I will be the first to admit that this album was a shocker when I first heard it, however I entered my listening experience with warning and trepidation. Being a fanatic of not only Lanz but also a love of the pure New Age acoustic genre, I even found the smooth jazz format of Finding Paradise a difficult transition. But once I had modified my external ears I found paradise in Finding Paradise and without any hesitation would now recommend it as one of 2001's better releases.
So where does that leave us with The Good Life? When viewed in the context of what [it] is - a fun-loving pure jazz experience that will leave your toes tapping and your fingers snapping - Lanz certainly achieved his goal of making an album that is casual and carefree. However, if you were those who could not enjoy the subtle smooth jazz of Finding Paradise you may want to simply await David's next project, as this might not be your cup of tea. Those of you that are still with me, read on.
Lanz continues to receive support from Gregg Karukas who was also involved in the production of Finding Paradise. He is ably assisted by other jazz names such as Jeff Lorber, Eric Marienthal and Robbie Nevil to name a few. The less obvious credit would be Jerry Hey whose horn arrangements appear on 4 of the 10 tracks. Those of you not familiar with the name should be aware that Hey became famous for his intricate horn arrangements with the flamboyant R & B group Earth Wind & Fire at the height of their success. Though subdued in relation to the EWF arrangements, Hey certainly adds a wonderful panache to the tracks he is associated with. The most obvious one would be the opening track "Big Sur", with its almost calypso influences.
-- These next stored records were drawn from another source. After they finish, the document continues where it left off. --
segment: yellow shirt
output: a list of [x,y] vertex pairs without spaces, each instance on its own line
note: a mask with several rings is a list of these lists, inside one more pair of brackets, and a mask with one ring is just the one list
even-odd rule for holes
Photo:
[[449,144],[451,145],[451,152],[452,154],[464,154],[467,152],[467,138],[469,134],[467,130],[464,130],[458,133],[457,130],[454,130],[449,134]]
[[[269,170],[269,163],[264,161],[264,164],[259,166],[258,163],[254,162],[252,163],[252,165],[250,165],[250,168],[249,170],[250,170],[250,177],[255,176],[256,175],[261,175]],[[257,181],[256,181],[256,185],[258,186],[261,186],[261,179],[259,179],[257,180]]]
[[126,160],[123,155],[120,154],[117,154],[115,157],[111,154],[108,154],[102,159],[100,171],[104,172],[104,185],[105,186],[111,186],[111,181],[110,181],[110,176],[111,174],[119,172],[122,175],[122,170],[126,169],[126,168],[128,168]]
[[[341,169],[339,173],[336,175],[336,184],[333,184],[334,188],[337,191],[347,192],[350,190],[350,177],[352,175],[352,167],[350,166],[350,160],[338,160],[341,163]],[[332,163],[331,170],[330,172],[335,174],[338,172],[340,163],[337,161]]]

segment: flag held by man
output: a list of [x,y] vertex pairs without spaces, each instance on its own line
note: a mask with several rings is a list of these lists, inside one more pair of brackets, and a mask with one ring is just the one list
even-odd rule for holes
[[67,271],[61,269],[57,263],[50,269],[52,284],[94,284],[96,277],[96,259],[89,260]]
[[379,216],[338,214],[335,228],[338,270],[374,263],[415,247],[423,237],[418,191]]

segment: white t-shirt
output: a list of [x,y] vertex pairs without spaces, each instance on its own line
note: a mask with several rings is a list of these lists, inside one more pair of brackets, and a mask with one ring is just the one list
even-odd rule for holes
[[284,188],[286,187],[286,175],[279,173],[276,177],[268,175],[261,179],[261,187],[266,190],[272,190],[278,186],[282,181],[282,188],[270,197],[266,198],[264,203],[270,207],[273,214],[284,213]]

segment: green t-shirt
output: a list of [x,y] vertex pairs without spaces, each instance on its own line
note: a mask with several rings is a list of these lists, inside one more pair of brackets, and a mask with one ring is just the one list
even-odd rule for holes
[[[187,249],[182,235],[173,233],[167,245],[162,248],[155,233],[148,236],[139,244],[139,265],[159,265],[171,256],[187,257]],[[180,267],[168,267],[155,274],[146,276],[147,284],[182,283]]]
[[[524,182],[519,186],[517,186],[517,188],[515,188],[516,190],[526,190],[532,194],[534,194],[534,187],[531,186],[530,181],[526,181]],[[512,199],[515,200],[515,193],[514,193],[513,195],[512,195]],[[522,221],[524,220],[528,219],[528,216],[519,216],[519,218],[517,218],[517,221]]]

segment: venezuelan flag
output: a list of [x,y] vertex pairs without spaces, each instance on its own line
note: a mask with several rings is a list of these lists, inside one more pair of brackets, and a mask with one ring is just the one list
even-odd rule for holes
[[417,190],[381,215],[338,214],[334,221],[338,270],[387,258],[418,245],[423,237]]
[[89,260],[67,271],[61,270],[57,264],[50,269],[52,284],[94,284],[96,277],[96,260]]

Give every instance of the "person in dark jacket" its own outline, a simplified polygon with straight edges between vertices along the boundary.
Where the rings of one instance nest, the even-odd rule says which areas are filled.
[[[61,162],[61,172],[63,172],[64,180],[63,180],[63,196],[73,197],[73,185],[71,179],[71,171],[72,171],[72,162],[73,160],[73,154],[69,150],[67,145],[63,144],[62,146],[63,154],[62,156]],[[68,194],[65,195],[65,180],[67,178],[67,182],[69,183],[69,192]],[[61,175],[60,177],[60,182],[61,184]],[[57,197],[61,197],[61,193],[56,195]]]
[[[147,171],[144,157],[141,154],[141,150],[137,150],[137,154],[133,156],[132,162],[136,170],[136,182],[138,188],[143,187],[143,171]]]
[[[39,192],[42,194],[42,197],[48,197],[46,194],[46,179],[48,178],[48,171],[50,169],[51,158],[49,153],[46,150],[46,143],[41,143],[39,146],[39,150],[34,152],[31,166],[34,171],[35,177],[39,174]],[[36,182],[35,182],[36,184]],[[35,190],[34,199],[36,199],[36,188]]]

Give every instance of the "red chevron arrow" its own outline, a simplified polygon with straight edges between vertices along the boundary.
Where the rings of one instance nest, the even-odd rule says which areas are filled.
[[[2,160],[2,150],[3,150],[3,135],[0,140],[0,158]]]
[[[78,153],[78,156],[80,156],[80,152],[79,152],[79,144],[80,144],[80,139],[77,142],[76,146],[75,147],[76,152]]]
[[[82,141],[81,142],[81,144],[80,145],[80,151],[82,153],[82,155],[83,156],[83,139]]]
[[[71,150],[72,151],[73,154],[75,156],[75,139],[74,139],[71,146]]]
For that matter, check out the almost funky follow up "Kal-e-fornia". The Hey influence is also felt on "Mood Swing" and "Not A Moment Too Soon" that is reminiscent of Herb Alpert's hit "Rise". Yet, Lanz's more refrained piano work sounds utterly at home with the contrasting dirty bass line from Nelson Jackson.
Speaking of funky, "Not A Moment Too Soon" pales in comparison to the title track that has Lanz just grooving right along feeling comfortable and very at home. Yes, I did say grooving and that was not a typo. Jeff Lorber's bass work certainly adds to the rhythm and in order to truly appreciate this track turn this one up loud.
Less original, but equally as enjoyable, is the homage to the Vince Guaraldi composition "Linus And Lucy" courtesy of the track "Sorry Charlie". Or for that matter the heavily David Benoit influenced "Fool's Magic", featuring the soulful saxophone of Eric Marienthal. Wisely, Lanz closes the album with the very romantic piano-based "A Song For Helen" backed by a minimal string arrangement by Gregg Karukas. Harkening back to his romantic style and dedicated to his mother Helen, this one track will not be enough to appease the purists of Lanz fans.
Keep in mind that David Lanz has never been a musician to stand still. Bouncing from the ambient collaborations with Paul Speer, to the fully orchestrated Skyline Firedance and even the cover album of Songs From An English Garden, The Good Life only adds credence to this diversified pianist. So those of you who can appreciate jazz and the positive attributes that it brings to the table will not only enjoy The Good Life but will find it an utterly uplifting experience.